Bay Crest Association Inc. v. DeLisi, 2006 NY Slip Op 50202U (2006)

Assessments: A homeowner who acknowledged the existence of a homeowner association was liable for her pro rata share of common expenses under an implied contract (equitable servitude) common-law theory.

Bay Crest Association Inc. ("association") is an incorporated homeowner association owned by 43 homeowners, including Suzanne DeLisi, and 41 nonresidents with equivalent corporate stock interests. In June 2005, the association assessed DeLisi $1,647.65 as her pro rata share of the costs of maintaining the common roads and beach facilities owned by the association. When DeLisi refused to pay the assessment, the association, pursuant to its bylaws, voted to ban her from using its beach facilities and sued her to recover the assessment charge.
The questions before the court were: (1) Is a homeowner who acknowledges the existence of and prior participation in the association liable for her pro rata share of common expenses under an implied contract (equitable servitude) common-law theory? (2) Can the association's corporate irregularities be asserted as legal justification for the homeowner's refusal to pay an assessment? (3) Can a homeowner who fails to pay her assessments be both barred from the common property and required to pay her assessments?

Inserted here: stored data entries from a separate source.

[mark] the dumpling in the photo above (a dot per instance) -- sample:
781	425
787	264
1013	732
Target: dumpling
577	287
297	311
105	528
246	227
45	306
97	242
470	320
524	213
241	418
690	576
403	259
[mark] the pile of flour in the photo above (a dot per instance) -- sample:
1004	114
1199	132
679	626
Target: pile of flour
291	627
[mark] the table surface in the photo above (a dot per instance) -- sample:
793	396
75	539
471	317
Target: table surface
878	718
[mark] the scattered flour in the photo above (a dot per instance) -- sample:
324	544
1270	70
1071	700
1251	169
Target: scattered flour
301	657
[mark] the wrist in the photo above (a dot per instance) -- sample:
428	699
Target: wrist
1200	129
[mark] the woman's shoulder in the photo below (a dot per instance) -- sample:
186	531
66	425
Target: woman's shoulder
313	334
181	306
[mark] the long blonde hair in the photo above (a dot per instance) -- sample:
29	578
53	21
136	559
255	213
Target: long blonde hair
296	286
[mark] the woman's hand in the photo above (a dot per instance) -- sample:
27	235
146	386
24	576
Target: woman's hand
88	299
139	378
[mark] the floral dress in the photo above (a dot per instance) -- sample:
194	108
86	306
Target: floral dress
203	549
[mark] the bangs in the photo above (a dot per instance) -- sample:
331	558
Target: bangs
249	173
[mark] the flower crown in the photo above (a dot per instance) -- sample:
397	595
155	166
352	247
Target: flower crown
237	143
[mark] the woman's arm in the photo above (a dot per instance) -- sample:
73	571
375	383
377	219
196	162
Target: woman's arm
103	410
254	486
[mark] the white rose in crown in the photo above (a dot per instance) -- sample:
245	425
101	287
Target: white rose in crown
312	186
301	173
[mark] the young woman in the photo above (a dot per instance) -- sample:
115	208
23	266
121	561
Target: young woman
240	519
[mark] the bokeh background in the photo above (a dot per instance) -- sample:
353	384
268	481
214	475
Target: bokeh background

First, the court noted that the legal doctrine of implied-in-fact contract was well established in New York. Where a homeowner has purchased property in a private community with the knowledge that a homeowner association provides facilities and services for the community's benefit, the purchase may demonstrate acceptance of the conditions of ownership, including an obligation to pay a proportionate share of the cost of the facilities and services offered.
Second, DeLisi asserted that the association's bylaws limited its remedy for nonpayment of assessments to exclusion from the common beach and that consequently the association should be enjoined from seeking recovery of the assessment. The court, however, declined to address this issue, stating that such a determination was outside its jurisdiction and could properly be addressed by the Supreme Court.
Finally, while sympathetic to DeLisi's assertion that the association could not equitably both charge her for the common benefit of the beach and bar her from using it, the court refused to award her an offset.  The court acknowledged appeals court decisions stating that dissident members of associations not entitled to use certain facilities were not responsible for a pro rata share of the costs of maintenance.  However, because the burden of establishing the offset was borne by DeLisi and the record presented failed to show when DeLisi was barred from using the beach or how the assessment was calculated, an offset could not be awarded. Thus, the court awarded the association $1,647.65 plus interest.